The mediator is a facilitator rather than a participant in the debate. She may ask probing questions (particularly in the private sessions to determine each side’s “bottom line”), and may tentatively suggest compromises for the parties’ consideration. But she does not express her own opinions except perhaps as a last resort if the process seems to be breaking down; the ultimate decision (which may be enforceable as an ordinary contract once it is reached) is the responsibility of the parties themselves.
Conciliation
Basically takes mediation a step further and gives the mediator power to suggest grounds for compromise and a possible basis for a conclusive agreement. (The term conciliation is often used interchangeably with mediation)
Conciliation is an assertive, rights-focussed process that fundamentally aims to enable the complainant to exercise his or her rights in law.
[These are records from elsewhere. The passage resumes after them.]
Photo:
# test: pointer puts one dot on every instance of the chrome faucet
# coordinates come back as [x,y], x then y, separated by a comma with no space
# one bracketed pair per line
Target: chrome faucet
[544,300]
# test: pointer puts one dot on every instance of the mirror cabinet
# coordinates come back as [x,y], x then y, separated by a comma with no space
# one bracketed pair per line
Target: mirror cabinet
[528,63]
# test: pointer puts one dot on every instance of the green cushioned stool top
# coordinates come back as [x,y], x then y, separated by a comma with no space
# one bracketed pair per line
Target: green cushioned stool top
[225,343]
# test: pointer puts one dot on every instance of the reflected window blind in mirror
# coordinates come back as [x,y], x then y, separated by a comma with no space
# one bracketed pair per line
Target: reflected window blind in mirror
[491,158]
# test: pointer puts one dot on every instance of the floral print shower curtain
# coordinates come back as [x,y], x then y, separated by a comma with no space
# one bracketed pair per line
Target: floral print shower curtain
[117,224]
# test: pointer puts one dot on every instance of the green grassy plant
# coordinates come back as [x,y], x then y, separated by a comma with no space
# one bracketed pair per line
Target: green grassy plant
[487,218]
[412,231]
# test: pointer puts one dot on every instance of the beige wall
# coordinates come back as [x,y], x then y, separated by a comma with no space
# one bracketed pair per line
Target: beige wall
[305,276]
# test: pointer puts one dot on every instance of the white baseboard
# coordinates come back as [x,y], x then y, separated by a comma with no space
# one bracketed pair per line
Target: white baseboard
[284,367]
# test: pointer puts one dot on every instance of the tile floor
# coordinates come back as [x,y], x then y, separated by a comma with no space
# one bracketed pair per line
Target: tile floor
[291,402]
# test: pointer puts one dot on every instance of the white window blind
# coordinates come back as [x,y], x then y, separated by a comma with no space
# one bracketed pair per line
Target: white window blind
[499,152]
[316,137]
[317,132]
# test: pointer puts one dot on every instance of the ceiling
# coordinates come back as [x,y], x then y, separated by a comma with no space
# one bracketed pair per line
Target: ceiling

It is used in disputes about access for disabled people to goods and services. It aims to secure a resolution in response to a particular incident of alleged discrimination which is satisfactory to the complainant.
If an acceptable resolution is not found, or if a provider refuses to become involved in the conciliation process, then the complainant still has access to the courts to enforce their rights.
4. Other Types Of ADR
Ombudsmen
The office of Parliamentary Commissioner for Administration was created by the Parliamentary Commissioner Act 1967. Her function is to investigate complaints of maladministration by any government department, or any of a number of other public bodies. A complaint can be made by any individual or corporation (other than a public authority), but must be made by the person aggrieved or by someone acting on his behalf; busybodies are not welcome, nor can the Ombudsman begin an investigation on his own initiative.
Consumer Groups
An individual with a complaint against a company or public body, who is unable to get a satisfactory response, may be able to get some help by writing to a consumers’ group, TV programme, newspaper, or other similar body. This has no legal force, and the consumer group will not necessarily investigate all the complaints referred to it, but the threat of adverse publicity can often lead to a settlement.